Home-style Cooking Gets Whole New Meaning
created: 2011-08-01
China Daily, August 1, 2011
Several men in aprons are cooking in the kitchen - two washing vegetables, one cutting meat, and two scrambling eggs and making soup. It's a common scene at Huijia Creative Kitchen Bar in Taiyuan, a city in North China's Shanxi province. You might think they're the kitchen staff, but you would be wrong: they're the customers.
The kitchen bar has no menus, chefs or waitstaff. Customers bring the ingredients, cook for themselves and wash the dishes after. And they pay 30 yuan ($ 4.66) apiece for the privilege.
"I just want to make people feel at home here - huijia means 'come home' in Chinese," the restaurant's owner Gao Lizhu, 28, said recently.
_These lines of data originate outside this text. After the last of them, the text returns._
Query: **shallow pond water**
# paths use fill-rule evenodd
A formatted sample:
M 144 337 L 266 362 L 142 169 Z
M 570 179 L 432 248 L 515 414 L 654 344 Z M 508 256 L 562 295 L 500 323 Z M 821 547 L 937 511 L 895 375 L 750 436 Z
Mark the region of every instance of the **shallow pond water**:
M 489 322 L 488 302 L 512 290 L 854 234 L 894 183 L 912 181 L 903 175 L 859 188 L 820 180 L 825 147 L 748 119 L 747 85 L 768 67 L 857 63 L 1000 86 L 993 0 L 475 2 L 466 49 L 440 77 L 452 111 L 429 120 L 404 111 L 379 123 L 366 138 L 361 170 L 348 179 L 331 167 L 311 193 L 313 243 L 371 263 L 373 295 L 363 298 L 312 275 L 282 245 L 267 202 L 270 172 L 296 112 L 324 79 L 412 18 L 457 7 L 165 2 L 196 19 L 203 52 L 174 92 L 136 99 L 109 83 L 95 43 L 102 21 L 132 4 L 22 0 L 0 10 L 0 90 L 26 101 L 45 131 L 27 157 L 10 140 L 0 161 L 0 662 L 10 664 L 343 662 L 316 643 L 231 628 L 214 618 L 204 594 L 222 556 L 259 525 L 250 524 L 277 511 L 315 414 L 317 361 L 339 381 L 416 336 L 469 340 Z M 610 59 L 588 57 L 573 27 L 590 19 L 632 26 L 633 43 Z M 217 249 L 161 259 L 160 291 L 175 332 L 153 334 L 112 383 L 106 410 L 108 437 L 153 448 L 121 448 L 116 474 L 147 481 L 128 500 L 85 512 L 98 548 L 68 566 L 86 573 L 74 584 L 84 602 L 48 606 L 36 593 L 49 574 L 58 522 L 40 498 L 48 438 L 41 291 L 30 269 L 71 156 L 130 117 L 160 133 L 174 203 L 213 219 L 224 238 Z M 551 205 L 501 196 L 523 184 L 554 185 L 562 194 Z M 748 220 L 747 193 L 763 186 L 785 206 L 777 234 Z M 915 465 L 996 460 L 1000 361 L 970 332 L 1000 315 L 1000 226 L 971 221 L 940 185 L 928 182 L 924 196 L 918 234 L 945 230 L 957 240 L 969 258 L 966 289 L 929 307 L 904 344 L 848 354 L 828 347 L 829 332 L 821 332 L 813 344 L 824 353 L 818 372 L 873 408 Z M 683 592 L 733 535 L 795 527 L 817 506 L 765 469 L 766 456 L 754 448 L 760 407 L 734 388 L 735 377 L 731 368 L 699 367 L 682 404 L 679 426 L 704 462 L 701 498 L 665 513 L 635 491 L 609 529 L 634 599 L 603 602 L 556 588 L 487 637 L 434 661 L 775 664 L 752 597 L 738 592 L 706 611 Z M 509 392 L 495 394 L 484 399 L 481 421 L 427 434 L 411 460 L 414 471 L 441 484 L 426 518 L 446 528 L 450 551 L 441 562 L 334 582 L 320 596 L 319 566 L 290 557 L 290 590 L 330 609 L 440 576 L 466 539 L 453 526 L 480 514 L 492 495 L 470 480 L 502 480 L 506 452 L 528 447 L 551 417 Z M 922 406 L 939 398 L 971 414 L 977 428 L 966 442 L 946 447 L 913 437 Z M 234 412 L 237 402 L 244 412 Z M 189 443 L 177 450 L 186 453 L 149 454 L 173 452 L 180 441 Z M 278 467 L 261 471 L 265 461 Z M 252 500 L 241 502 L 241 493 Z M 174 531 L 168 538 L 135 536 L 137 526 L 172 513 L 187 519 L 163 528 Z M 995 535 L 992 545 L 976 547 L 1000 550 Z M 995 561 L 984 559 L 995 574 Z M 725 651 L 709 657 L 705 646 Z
The restaurant has a 50-sq-m dining room, 20-sq-m open kitchen, cooking utensils and tableware. There are condiments and sauces for free and soft drinks, beer, red wine, rice and flour for a price. Eight people at a time can cook, while others relax in the dining room and watch TV, play poker, board games or mahjong.
Gao got the idea for the restaurant as an economics student in Peking University. Dissatisfied with the food in the university canteen, she and some classmates proposed the idea as a group project. "It got a high mark," she said. "When I had my son last year and quit my job in February, I thought it's time to put it into practice.”
After graduating in 2006, she worked at different jobs in Beijing and Hangzhou, but she returned to her hometown Taiyuan two years later.
"When I worked in other cities, I ate out most of the time because my kitchen was small," she said, adding that she didn't enjoy it. It turns out other people have had the same experience. "I'm tired of eating out. Cooking gives me a sense of accomplishment," said Yao Di, 18, who will have a gathering of about 20 people at the restaurant. Some people like group cooking. "I feel relaxed and have fun with friends here. I'm glad that they love my cooking," said Gao Wei, 45. Besides, recent food scandals - the bad cooking oil and unhealthy food additives - are driving people back to kitchen.
The restaurant owner, Gao, said the kitchen is "a perfect place" for a date, especially for those planning to get married. After marriage, the kitchen becomes an important part of their life.